С каждым из моих приятелей я вел себя по-разному, для каждого был другим человеком: менялись мое чувство юмора, голос, даже моральные убеждения. Но это хамелеонство не было обдуманным заранее, коварным и циничным притворством — как правило, мои личины возникали сами по себе, стоило мне увлечься разговором. С необычайной легкостью я становился хорошим, общаясь с хорошим человеком, дурным — общаясь с дурным и чудаком — общаясь с чудаком. Однако, думается мне, именно благодаря этой особенности мне удалось не превратиться после двадцати в презрительно-насмешливого циника, как это случилось с некоторыми моими знакомыми. Если уж я во что-то верил, то верил по-настоящему, всей душой.
Это, впрочем, не мешало мне порой часами валять дурака, отпускать веселые шутки, высмеивать все и вся. Как правило, меня разбирало в колледже, во время особенно скучных уроков. Одноклассники с гораздо большим интересом прислушивались к моему шепоту (замечательно разносившемуся по всему классу), чем к бормотанию учителя, и это наполняло меня радостью — значит, хорошо получается! Обычно мишенью моих насмешек становились унылые, скучные учителя-турки. По некоторым из них было заметно, что они чувствуют себя не в своей тарелке, преподавая в учебном заведении, принадлежащем иностранцам, и подозревают, что кое-кто из учеников «шпионит» за ними и доносит на них американцам; другие то и дело принимались с суровым видом вещать о турецких национальных ценностях и патриотизме. Они были старше, чем американские преподаватели, и казались по сравнению с ними ужасно усталыми, равнодушными и апатичными. Мы чувствовали, что они нас не любят, как не любят уже и самих себя, и вообще жизнь. В отличие от доброжелательных и дружелюбных американцев они в первую очередь стремились заставить учеников выучить наизусть содержание учебника, а тех, кто этого не делал, — наказать. Мы этих старых педантов терпеть не могли.
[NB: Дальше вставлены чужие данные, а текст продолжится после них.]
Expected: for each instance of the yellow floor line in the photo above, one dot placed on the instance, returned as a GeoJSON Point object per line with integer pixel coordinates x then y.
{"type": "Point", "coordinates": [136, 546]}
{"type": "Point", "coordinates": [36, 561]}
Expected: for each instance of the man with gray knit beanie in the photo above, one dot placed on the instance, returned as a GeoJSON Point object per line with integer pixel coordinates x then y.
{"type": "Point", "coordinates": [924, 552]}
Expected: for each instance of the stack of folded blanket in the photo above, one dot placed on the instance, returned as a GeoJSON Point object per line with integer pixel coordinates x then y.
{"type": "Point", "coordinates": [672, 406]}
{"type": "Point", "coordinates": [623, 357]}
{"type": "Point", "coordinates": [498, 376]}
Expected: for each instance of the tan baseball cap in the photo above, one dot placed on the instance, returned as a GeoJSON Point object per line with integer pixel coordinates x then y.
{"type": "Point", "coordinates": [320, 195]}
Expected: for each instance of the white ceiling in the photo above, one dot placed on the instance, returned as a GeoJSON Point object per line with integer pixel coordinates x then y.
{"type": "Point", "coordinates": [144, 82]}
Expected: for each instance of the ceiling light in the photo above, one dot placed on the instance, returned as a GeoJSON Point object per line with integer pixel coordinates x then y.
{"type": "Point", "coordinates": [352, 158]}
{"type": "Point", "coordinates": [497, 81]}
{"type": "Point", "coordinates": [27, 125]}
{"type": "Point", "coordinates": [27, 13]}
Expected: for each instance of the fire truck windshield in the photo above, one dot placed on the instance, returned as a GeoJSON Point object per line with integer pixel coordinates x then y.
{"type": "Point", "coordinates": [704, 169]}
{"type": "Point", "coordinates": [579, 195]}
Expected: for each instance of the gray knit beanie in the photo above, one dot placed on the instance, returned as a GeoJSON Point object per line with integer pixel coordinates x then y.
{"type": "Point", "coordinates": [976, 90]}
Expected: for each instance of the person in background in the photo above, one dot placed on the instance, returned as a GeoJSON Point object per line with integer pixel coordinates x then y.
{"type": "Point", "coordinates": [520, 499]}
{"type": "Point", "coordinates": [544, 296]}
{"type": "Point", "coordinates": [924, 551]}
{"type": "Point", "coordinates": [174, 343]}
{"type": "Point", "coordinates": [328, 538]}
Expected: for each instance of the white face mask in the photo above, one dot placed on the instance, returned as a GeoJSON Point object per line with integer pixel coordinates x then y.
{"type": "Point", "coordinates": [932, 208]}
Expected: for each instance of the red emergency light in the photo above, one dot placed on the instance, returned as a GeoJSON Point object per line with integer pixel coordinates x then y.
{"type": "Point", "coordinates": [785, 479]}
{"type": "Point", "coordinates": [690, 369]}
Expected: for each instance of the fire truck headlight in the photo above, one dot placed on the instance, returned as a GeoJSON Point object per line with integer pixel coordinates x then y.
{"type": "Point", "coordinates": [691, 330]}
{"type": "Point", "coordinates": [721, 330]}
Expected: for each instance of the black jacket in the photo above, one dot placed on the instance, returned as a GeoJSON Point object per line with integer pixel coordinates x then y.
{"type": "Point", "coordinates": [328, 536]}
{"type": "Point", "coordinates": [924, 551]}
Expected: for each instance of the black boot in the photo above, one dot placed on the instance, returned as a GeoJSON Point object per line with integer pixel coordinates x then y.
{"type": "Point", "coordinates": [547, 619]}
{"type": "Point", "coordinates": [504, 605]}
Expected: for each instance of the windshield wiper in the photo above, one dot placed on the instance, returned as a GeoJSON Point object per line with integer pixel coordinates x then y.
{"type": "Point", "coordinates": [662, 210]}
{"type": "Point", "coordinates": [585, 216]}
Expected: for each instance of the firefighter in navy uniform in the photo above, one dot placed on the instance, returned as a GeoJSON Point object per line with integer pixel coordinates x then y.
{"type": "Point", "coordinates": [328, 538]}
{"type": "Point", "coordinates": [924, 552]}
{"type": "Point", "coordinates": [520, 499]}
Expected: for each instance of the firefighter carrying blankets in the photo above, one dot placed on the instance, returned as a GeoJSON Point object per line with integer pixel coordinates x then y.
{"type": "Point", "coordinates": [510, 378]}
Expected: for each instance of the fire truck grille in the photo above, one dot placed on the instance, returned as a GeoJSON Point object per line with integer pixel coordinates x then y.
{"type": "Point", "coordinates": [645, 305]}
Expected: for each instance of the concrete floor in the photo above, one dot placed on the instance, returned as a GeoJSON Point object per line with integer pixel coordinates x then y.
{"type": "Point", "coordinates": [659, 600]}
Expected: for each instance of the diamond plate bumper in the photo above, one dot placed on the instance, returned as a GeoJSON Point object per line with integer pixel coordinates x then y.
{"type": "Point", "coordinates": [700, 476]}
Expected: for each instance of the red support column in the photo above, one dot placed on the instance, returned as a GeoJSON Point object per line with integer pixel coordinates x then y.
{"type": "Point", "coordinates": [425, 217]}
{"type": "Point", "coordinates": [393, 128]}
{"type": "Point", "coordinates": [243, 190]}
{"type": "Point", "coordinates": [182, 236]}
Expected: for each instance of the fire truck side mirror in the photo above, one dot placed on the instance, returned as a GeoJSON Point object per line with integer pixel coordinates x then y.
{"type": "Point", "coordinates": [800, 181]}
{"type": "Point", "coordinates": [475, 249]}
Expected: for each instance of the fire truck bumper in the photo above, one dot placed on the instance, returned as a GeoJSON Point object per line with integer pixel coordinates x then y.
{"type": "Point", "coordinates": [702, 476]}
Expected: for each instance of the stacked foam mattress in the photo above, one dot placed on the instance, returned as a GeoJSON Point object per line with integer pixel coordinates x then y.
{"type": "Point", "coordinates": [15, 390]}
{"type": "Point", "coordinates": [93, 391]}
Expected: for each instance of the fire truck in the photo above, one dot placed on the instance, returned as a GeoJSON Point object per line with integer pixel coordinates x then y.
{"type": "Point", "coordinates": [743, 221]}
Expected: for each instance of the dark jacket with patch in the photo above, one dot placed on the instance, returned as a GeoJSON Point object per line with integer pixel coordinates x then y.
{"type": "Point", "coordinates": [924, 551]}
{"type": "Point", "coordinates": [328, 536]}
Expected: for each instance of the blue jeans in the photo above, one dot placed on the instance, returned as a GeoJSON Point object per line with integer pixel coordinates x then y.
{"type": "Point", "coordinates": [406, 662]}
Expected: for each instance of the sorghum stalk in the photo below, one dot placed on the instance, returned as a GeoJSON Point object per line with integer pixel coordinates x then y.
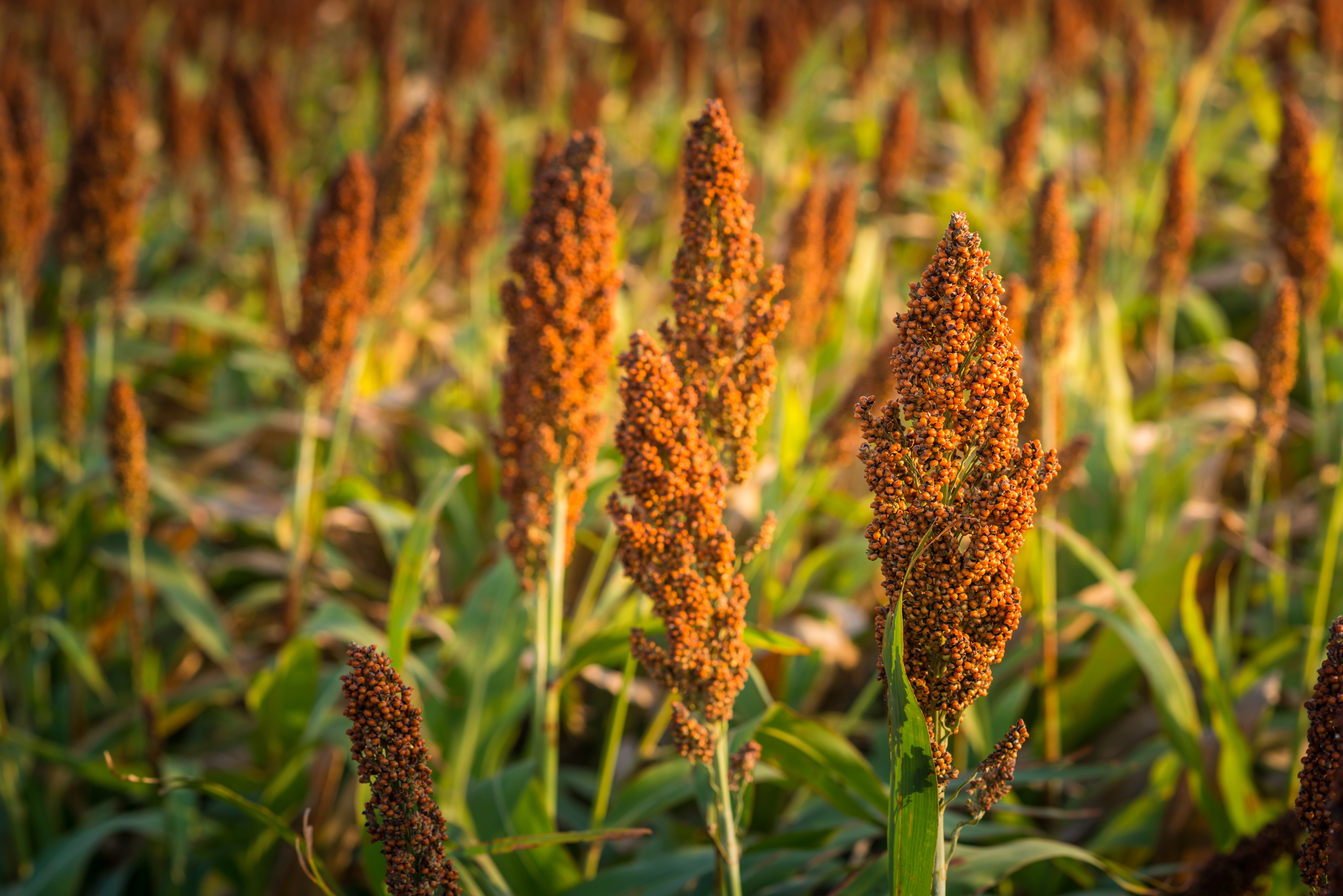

Учителя-американцы, преимущественно люди молодые (как правило, родившиеся в 1940-е годы), считали своих учеников значительно более наивными и добросердечными, чем мы были на самом деле. Сами они были по-настоящему наивными и добросердечными и так жаждали познакомить нас с достижениями западной цивилизации, что в своем образовательном рвении доходили порой чуть ли не до религиозного экстаза. Глядя на них, мы не знали, что делать — то ли плакать, то ли смеяться. Некоторые из американцев приехали в Турцию, думая, что будут просвещать здесь невежественных детей третьего мира. В большинстве своем они придерживались левых идей, заставляли нас читать Брехта, объясняли Шекспира с марксистских позиций и, разбирая литературные произведения, пытались доказать, что источник всех бед — «плохое» общество, сбивающее с пути истинно «хорошего» по природе своей человека. Один американец, учитель литературы, объясняя нам, как общество отвергает людей, не желающих подчиняться его правилам, то и дело повторял: «You are pushed»[93]. Шутники из класса время от времени отвечали ему: «Yes, sir, you are pushed»[94]. Бедный учитель и не подозревал, что последнее слово этой фразы звучит точь-в-точь как одно турецкое слово, означающее «педик». Мы давились от смеха, но в тайном этом оскорблении было не только желание подшутить над этим конкретным учителем — многие ученики втайне испытывали сильное раздражение по отношению к американским преподавателям вообще, и сейчас оно прорывалось наружу. Этот тихий антиамериканизм, столь созвучный как левацким, так и националистическим настроениям тех лет, доставлял немало душевных терзаний некоторым моим одноклассникам — детям из бедных провинциальных семей. По-настоящему талантливые и трудолюбивые ученики, они сдавали сложнейшие экзамены, чтобы попасть в привилегированный американский лицей. С одной стороны, их влекла американская культура и идеи свободы, им очень хотелось уехать учиться в какой-нибудь американский университет и, может быть, остаться жить в США; с другой — война во Вьетнаме вызывала у них гнев, который порой не удавалось сдержать. У моих приятелей, детей из богатых или просто состоятельных стамбульских семей, подобного внутреннего конфликта не возникало: они рассматривали учебу в Роберт-колледже просто как первую ступень лестницы, которая неизбежно должна была привести их к высоким постам в крупных турецких компаниях или в представительствах компаний западных.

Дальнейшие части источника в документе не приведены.